Bit of a background. You have to understand that "class" means something different in Italy. What model Americans follow in primary school we retain through secondary, at least in part. A "class" is a group of (usually) 20-30 students who share the same classroom and the same courses. Each class is assigned eight to ten teachers, one for each subject. Teachers then walk from classroom to classroom and teach their subjects in one-hour periods. There are no courses to take and drop: there is a fixed, mandatory, nationwide curriculum throughout the five years (Italian grammar/lit, foreign grammar/lit, math, history, and PE) and then another fixed curriculum depending on your emphasis. An emphasis is one of six preferred areas of study/concentration: science, classics, education, languages, art, and music. It's a sort of "mini-major" to prepare you for college work. You choose your emphasis your first year (though you may change it later) and students with the same emphasis study together. We had science and technology, an expmerimental and now dead form of the scientific emphasis, meaning we took five years of biology, chemistry, physics, computer science, and technical education, as opposed for example to the "classical" emphasis who did five years of Latin and Greek but had no science other than math and some minor biology. Some subjects are absent from some curricula (e.g., no Latin or Greek for us) and some others are equal for all but not for all five years (philosophy is three years each regardless of your emphasis). The number of weekly hours also varies greatly across emphases, with a whopping 5 weekly hours of math for us as opposed to 2 in the classical.

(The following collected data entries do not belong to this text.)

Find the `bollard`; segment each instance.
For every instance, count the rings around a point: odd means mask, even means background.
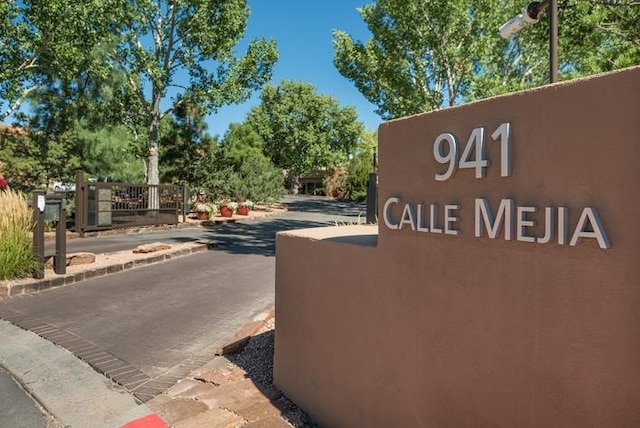
[[[377,221],[378,212],[378,174],[372,172],[369,174],[367,182],[367,223],[375,223]]]

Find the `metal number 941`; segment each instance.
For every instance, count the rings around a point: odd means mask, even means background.
[[[500,176],[511,175],[511,125],[502,123],[491,134],[493,141],[500,142]],[[448,132],[438,135],[433,143],[433,157],[443,165],[444,172],[436,173],[436,181],[450,179],[458,169],[474,169],[476,178],[486,176],[489,160],[486,156],[484,127],[474,128],[460,156],[456,137]]]

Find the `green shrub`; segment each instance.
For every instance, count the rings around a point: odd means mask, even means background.
[[[262,155],[248,155],[240,165],[222,162],[203,163],[198,189],[206,190],[209,200],[251,200],[264,204],[275,202],[285,193],[282,171]]]
[[[235,196],[259,203],[271,203],[285,194],[282,171],[264,156],[247,156],[240,165]]]
[[[352,201],[362,202],[365,199],[367,199],[367,191],[366,190],[356,190],[353,193],[351,193],[351,200]]]
[[[36,268],[31,218],[22,193],[0,190],[0,279],[22,278]]]

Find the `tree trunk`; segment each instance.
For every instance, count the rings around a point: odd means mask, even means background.
[[[160,97],[153,97],[153,108],[149,118],[149,163],[147,165],[147,184],[154,185],[149,188],[149,210],[160,208],[158,187],[160,183],[160,171],[158,168],[158,130],[160,128]],[[151,212],[150,212],[151,214]]]
[[[154,97],[153,109],[149,118],[149,163],[147,164],[147,184],[160,183],[158,170],[158,131],[160,129],[160,99]]]
[[[300,192],[300,173],[291,172],[291,194],[297,195]]]

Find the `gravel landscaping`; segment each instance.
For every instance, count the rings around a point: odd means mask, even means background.
[[[272,318],[249,340],[241,352],[226,356],[231,363],[245,370],[253,382],[260,384],[267,390],[276,389],[273,385],[274,328],[275,319]],[[284,395],[277,401],[283,409],[280,416],[291,426],[319,428],[319,425],[309,415]]]

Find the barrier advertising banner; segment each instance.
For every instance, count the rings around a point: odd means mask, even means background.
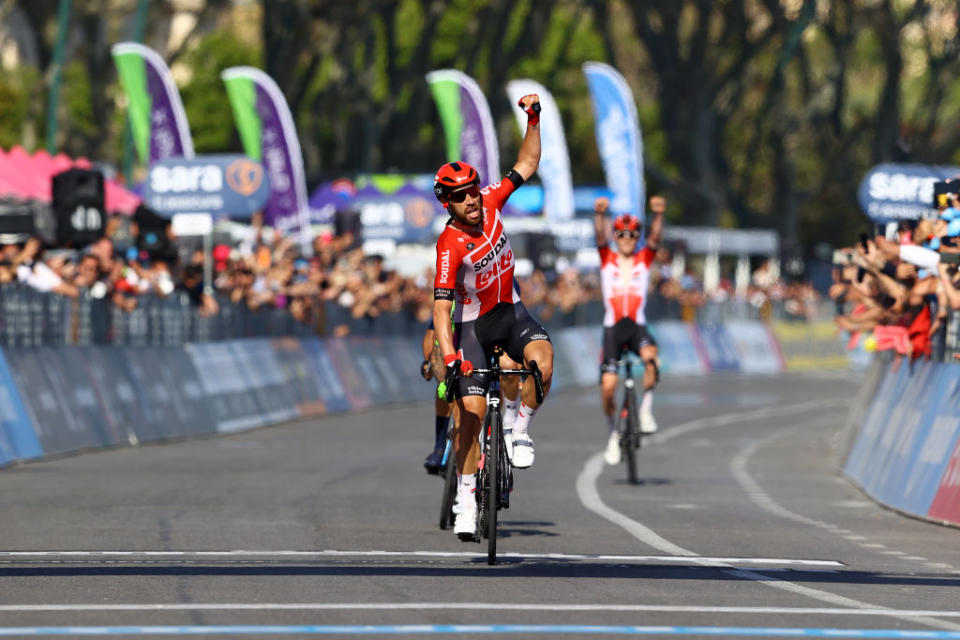
[[[265,338],[229,340],[237,366],[245,374],[265,424],[296,418],[297,404],[287,387],[276,354]]]
[[[661,373],[702,375],[709,363],[694,346],[696,327],[685,322],[652,322],[647,325],[660,352]]]
[[[316,384],[317,392],[320,394],[326,411],[329,413],[349,411],[351,409],[351,399],[347,395],[344,384],[340,381],[340,374],[333,364],[333,358],[327,352],[325,343],[318,338],[301,338],[300,344],[303,345],[303,351],[307,356],[307,364],[310,365],[314,384]],[[338,350],[337,353],[342,354],[342,351]],[[355,378],[356,372],[352,375]],[[369,399],[367,399],[367,404],[369,404]]]
[[[323,397],[314,381],[303,344],[297,338],[274,338],[270,346],[277,357],[277,365],[285,384],[297,403],[297,412],[304,417],[318,416],[326,411]]]
[[[710,363],[712,371],[739,371],[740,355],[722,324],[697,326],[699,346]]]
[[[180,92],[163,58],[136,42],[113,46],[120,84],[130,109],[130,127],[144,164],[170,157],[193,157],[193,139]]]
[[[354,364],[347,341],[331,338],[324,340],[323,346],[327,355],[330,356],[330,361],[333,362],[337,378],[350,401],[350,408],[356,411],[370,407],[373,404],[370,397],[370,383],[364,380],[361,370]]]
[[[616,69],[600,62],[583,65],[593,100],[597,147],[607,187],[613,192],[610,210],[644,219],[643,139],[630,85]]]
[[[447,140],[447,161],[461,160],[480,174],[480,184],[500,179],[500,150],[487,97],[470,76],[456,69],[427,74]]]
[[[785,368],[780,347],[762,322],[727,322],[727,336],[736,349],[740,370],[746,373],[778,373]]]
[[[217,431],[241,431],[264,424],[261,409],[229,344],[195,342],[186,348],[200,376]]]
[[[0,465],[43,455],[7,359],[0,350]]]
[[[129,444],[139,441],[134,425],[147,421],[131,382],[126,355],[120,347],[77,347],[86,372],[97,390],[107,428]]]
[[[56,370],[49,348],[9,348],[5,353],[44,454],[104,444],[73,415],[63,374]]]
[[[775,322],[773,333],[789,370],[846,369],[843,338],[832,322]]]

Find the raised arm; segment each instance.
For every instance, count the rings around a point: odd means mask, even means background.
[[[667,210],[667,201],[663,196],[650,198],[650,212],[653,220],[650,221],[650,231],[647,233],[647,246],[656,251],[660,248],[660,239],[663,237],[663,212]]]
[[[608,198],[597,198],[593,201],[593,231],[597,235],[597,246],[605,247],[610,242],[607,237],[607,209],[610,208]]]
[[[527,114],[527,132],[520,144],[517,164],[513,165],[513,170],[527,181],[540,166],[540,97],[535,93],[523,96],[519,106]]]

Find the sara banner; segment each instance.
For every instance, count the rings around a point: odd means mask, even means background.
[[[500,179],[500,152],[490,105],[470,76],[455,69],[427,74],[447,139],[447,160],[462,160],[480,174],[481,184]]]
[[[221,74],[247,155],[262,162],[270,177],[266,223],[280,231],[310,225],[303,154],[290,107],[273,78],[253,67],[231,67]],[[308,240],[307,240],[308,241]]]
[[[878,164],[860,181],[860,209],[877,224],[915,220],[933,210],[933,185],[960,176],[960,167]]]
[[[510,104],[535,93],[540,96],[540,168],[537,174],[543,182],[543,215],[554,220],[569,220],[573,217],[573,179],[570,177],[570,155],[567,140],[563,135],[563,121],[553,95],[543,85],[533,80],[512,80],[507,83]],[[514,109],[520,134],[527,131],[527,114]]]
[[[644,217],[643,139],[637,107],[627,81],[600,62],[583,65],[593,99],[597,147],[607,186],[613,192],[613,213]]]
[[[112,51],[130,103],[130,127],[140,161],[193,157],[187,114],[163,58],[136,42],[121,42]]]
[[[263,208],[270,182],[263,165],[241,155],[167,158],[150,165],[143,199],[151,209],[249,218]]]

Keeping this in mind, it follows that when you sit with the same people six hours a day nine months a year, you grow close to them. In our class of 20-25, all were on good terms with all, with exceptions of course, and with varying degrees of out-of-class involvement. But we were still all pretty close, knew each other well, and were there for each other through the tough and the good times, through crushes, breakups, hangovers, school politics (including memorable yelling matches with teachers! yeah you can do that in Italy), and the usual teen drama you'd expect.

How typical is this? Sure was typical in my school. It was a public institute in Rome, a tall downtown building that housed 900+ students, four emphases, and approx. 40 faculty... so not huge or tiny, and pretty representative of Italian public secondary schooling. Nothing I can see set us apart from other schools and kids, and yet we seem to have "withstood the test of time" so much better. As is typical in public schools, most had very different social backgrounds, from the preppies with nice shirts and cologne to those whose family lived pretty much on food stamps (public school is, of course, almost free of charge, as are most textbooks for low-income families).

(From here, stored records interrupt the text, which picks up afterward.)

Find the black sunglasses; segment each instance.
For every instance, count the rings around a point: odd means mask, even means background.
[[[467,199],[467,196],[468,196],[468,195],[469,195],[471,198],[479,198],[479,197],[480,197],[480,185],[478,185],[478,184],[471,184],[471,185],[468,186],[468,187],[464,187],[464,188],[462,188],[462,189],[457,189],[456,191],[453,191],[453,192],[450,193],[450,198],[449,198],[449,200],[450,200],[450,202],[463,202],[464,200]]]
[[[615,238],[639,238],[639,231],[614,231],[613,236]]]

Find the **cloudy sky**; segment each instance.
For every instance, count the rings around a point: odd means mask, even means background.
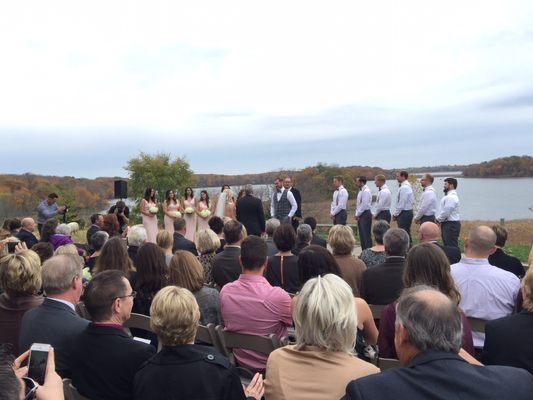
[[[533,154],[533,2],[12,1],[0,172],[114,176]]]

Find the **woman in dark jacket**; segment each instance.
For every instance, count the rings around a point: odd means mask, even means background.
[[[272,286],[279,286],[289,293],[300,290],[298,256],[292,254],[296,233],[290,224],[281,224],[274,231],[274,244],[278,252],[268,257],[265,278]]]

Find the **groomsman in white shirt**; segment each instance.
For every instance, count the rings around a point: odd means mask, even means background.
[[[385,175],[376,175],[374,178],[374,183],[379,190],[376,197],[376,211],[374,212],[374,219],[376,221],[384,220],[390,224],[392,218],[390,213],[392,195],[386,184]]]
[[[440,212],[437,222],[440,224],[444,246],[459,247],[461,219],[459,217],[459,196],[457,196],[457,179],[444,179],[445,196],[440,201]]]
[[[270,215],[282,224],[292,224],[292,217],[298,209],[296,199],[290,190],[283,187],[283,179],[274,181],[274,193],[270,200]]]
[[[420,197],[420,204],[415,215],[415,223],[418,225],[424,222],[435,222],[435,213],[437,212],[437,193],[433,188],[433,175],[425,174],[420,179],[420,184],[424,192]]]
[[[409,245],[411,240],[411,224],[413,223],[413,188],[407,180],[409,174],[407,171],[396,172],[396,180],[400,184],[398,188],[398,200],[396,210],[394,210],[394,220],[398,222],[398,228],[403,229],[409,235]]]
[[[348,191],[342,185],[344,182],[342,176],[333,177],[333,186],[336,190],[333,193],[333,201],[331,202],[330,217],[333,220],[333,225],[346,225],[348,214],[346,213],[346,205],[348,204]]]
[[[357,194],[357,202],[355,208],[355,220],[357,221],[357,229],[359,230],[359,240],[361,241],[361,248],[368,249],[372,247],[372,192],[366,185],[366,177],[360,176],[355,181],[359,188]]]

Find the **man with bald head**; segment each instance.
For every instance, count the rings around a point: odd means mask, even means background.
[[[448,257],[450,265],[461,261],[461,250],[458,247],[442,246],[439,243],[440,228],[434,222],[424,222],[420,225],[418,239],[420,243],[433,243],[439,246],[444,251],[444,254],[446,254],[446,257]]]
[[[446,295],[429,286],[405,289],[398,300],[394,338],[403,368],[350,382],[346,399],[531,398],[533,376],[527,371],[485,367],[462,358],[461,330],[459,308]]]
[[[490,265],[496,250],[496,234],[488,226],[473,229],[465,241],[465,257],[452,265],[455,285],[461,292],[459,306],[467,317],[484,320],[513,313],[520,280],[512,273]],[[474,346],[483,347],[485,334],[474,332]]]
[[[37,238],[33,234],[35,230],[35,221],[33,218],[23,218],[21,221],[21,228],[19,233],[17,233],[17,238],[26,243],[28,249],[31,249],[34,244],[38,242]]]

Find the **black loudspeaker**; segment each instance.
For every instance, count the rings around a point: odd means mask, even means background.
[[[128,182],[115,181],[115,199],[128,198]]]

Perhaps most other kids went along well while in school but entertained no desire to meet up later even when given the chance. In other words, since school thus conceived is a sort of hybrid between a primary and a secondary group, they felt more "secondary" than "primary" and got away from that group as soon as they could. Or perhaps those are most vociferous who were outcasts and now have no desire to reconnect with their high-school nemeses, while the in-crowds just meet up again gladly and are quieter about it. As I said, though, the "in-crowd vs. outcast" separation wasn't really much of an issue at all: with really minor exceptions, most of us were on good terms and bullying was practically non-existent in public schools in the mid-1990s. So I really don't know. It puzzles me a great deal.

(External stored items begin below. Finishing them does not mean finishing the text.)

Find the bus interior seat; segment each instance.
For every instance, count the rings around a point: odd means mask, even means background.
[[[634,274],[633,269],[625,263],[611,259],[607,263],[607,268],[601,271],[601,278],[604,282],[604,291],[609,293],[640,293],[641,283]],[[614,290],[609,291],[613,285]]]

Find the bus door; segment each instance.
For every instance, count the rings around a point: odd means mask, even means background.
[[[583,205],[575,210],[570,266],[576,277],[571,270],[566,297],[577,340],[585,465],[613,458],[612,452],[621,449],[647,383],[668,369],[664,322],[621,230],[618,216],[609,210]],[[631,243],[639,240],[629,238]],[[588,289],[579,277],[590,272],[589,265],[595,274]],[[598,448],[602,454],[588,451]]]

It took us ten minutes tonight to slip back into the old group dynamics. Surely we're a tad more mature, most have jobs, many have tertiary/professional degrees or are working toward doctorates, etc... but right away we behaved pretty much as we used to ten years ago, laughed at the same dumb stuff we used to, made the same old jokes to each other, and we had a blast. I hadn't laughed so hard in years.

Not sure what morale to draw from this, but I remain puzzled as to why popular opinion of high school reunions runs so low around here. Maybe I really did get lucky, but it's hard to accept that things would be in such a sorry state generally while we've had a grand time for years.